In vivo modulation of gene expression by lentiviral transduction in "human immune system" Rag2-/- gamma c -/- mice.

作者信息

van Lent Anja U, Centlivre Mireille, Nagasawa Maho, Karrich Julien J, Pouw Stephan M, Weijer Kees, Spits Hergen, Blom Bianca, Legrand Nicolas

机构信息

Department of Cell Biology and Histology, Center for Immunology Amsterdam (CIA), Academic Medical Center of the University of Amsterdam (AMC-UvA), Amsterdam, The Netherlands.

出版信息

Methods Mol Biol. 2010;595:87-115. doi: 10.1007/978-1-60761-421-0_6.

Abstract

Over the last two decades, several humanized mouse models have been used to experimentally analyze the function and development of the human immune system. Recent advances have lead to the establishment of new murine-human chimeric models with improved characteristics, both in terms of human engraftment efficiency and in situ multilineage human hematopoietic development. We describe here the use of newborn BALB/c Rag2(-/-)gamma(c) (-/-) mice as recipients of human hematopoietic progenitor cells to produce "human immune system" (HIS) (BALB-Rag/gamma) mice, using human fetal liver progenitors. The two major subsets of the human dendritic cell lineage, namely, BDCA2(+)CD11c(-) plasmacytoid dendritic cells and BDCA2(-)CD11c(+) conventional dendritic cells, can be found in HIS (BALB-Rag/gamma) mice. In order to manipulate the expression of genes of interest, the human hematopoietic progenitor cells can be genetically engineered ex vivo by lentiviral transduction before performing xenograft transplantation.
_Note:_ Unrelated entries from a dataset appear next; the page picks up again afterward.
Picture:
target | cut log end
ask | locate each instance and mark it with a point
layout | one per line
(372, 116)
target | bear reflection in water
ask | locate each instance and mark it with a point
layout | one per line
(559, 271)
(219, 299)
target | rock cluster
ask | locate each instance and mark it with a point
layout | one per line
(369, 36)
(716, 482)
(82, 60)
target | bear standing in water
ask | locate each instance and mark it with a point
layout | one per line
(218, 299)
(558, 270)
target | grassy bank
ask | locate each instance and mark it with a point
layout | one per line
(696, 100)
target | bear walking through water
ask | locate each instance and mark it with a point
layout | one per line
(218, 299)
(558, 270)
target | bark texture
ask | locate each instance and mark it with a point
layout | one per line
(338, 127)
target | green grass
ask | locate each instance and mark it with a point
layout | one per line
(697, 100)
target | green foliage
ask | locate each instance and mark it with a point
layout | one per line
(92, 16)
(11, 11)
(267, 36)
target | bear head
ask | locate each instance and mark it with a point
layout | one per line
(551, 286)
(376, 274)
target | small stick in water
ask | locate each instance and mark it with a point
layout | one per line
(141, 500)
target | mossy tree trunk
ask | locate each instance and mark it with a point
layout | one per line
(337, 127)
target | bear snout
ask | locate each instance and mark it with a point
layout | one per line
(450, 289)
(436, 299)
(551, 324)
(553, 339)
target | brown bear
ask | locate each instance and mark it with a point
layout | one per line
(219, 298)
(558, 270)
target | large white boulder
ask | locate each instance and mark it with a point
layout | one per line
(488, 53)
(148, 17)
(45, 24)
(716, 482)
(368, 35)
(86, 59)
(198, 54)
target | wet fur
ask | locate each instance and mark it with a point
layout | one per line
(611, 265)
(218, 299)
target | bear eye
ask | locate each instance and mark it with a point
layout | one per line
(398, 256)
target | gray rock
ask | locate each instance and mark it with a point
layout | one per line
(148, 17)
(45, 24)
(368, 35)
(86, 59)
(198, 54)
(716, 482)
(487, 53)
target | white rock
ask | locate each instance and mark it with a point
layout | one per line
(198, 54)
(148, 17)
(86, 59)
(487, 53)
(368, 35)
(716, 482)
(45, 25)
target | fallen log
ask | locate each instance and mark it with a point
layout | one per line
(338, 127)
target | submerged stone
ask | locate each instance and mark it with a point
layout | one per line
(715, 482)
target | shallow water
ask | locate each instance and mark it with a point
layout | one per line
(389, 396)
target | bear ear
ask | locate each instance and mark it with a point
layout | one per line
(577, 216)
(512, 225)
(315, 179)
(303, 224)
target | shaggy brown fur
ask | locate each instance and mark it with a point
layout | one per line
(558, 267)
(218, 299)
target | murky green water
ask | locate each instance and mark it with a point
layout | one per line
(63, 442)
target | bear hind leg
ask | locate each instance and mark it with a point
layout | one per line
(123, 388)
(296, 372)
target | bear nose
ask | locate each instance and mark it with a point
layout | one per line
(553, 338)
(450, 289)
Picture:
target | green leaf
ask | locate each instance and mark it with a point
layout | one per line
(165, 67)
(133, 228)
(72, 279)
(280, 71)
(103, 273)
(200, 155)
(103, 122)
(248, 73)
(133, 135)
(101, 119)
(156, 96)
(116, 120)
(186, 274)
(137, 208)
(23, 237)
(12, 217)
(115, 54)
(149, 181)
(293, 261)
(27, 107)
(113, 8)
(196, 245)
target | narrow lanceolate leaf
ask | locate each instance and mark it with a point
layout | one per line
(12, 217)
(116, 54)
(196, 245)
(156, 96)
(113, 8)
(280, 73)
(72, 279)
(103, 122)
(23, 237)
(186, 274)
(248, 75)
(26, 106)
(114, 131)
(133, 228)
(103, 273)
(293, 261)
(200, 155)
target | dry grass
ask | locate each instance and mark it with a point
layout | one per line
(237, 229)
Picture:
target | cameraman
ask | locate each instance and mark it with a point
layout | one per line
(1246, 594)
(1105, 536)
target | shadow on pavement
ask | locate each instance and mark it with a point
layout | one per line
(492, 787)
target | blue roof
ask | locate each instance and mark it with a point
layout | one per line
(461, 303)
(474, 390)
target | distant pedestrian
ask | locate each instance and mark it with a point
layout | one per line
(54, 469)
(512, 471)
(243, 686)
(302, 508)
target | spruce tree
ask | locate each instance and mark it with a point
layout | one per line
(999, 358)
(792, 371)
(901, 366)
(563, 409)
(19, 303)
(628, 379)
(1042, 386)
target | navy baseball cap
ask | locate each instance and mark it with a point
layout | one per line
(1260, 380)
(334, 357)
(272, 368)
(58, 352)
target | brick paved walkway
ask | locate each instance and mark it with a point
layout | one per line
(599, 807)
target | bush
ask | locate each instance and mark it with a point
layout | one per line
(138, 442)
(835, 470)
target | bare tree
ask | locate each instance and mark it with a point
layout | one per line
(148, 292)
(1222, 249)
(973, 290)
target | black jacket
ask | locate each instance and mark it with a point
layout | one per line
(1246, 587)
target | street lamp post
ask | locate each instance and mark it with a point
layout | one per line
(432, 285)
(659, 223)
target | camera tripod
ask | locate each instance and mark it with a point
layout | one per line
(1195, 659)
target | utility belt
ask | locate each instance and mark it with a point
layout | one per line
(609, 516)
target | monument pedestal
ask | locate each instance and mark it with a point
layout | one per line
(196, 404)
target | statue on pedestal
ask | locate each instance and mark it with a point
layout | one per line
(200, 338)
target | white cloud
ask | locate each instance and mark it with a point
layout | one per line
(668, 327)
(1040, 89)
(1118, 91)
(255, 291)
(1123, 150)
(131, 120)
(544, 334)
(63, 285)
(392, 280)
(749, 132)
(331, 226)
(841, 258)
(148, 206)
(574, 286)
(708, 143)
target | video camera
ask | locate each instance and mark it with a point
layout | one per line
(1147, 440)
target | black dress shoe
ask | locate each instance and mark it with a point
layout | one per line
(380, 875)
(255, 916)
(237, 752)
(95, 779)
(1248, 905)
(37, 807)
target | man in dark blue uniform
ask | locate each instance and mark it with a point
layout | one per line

Using this mouse model, the human immune system can be assessed for both fundamental and pre-clinical purposes.

摘要

在过去二十年中,几种人源化小鼠模型已被用于实验分析人类免疫系统的功能和发育。最近的进展已导致建立了新的鼠 - 人嵌合模型,这些模型在人类植入效率和原位多谱系人类造血发育方面都具有改进的特性。我们在此描述使用新生BALB/c Rag2(-/-)gamma(c) (-/-)小鼠作为人类造血祖细胞的受体,利用人类胎儿肝脏祖细胞来产生“人类免疫系统”(HIS)(BALB-Rag/gamma)小鼠。人类树突状细胞谱系的两个主要亚群,即BDCA2(+)CD11c(-)浆细胞样树突状细胞和BDCA2(-)CD11c(+)传统树突状细胞,可在HIS(BALB-Rag/gamma)小鼠中找到。为了操纵感兴趣基因的表达,可以在进行异种移植之前通过慢病毒转导在体外对人类造血祖细胞进行基因工程改造。使用这种小鼠模型,可以出于基础研究和临床前研究目的评估人类免疫系统。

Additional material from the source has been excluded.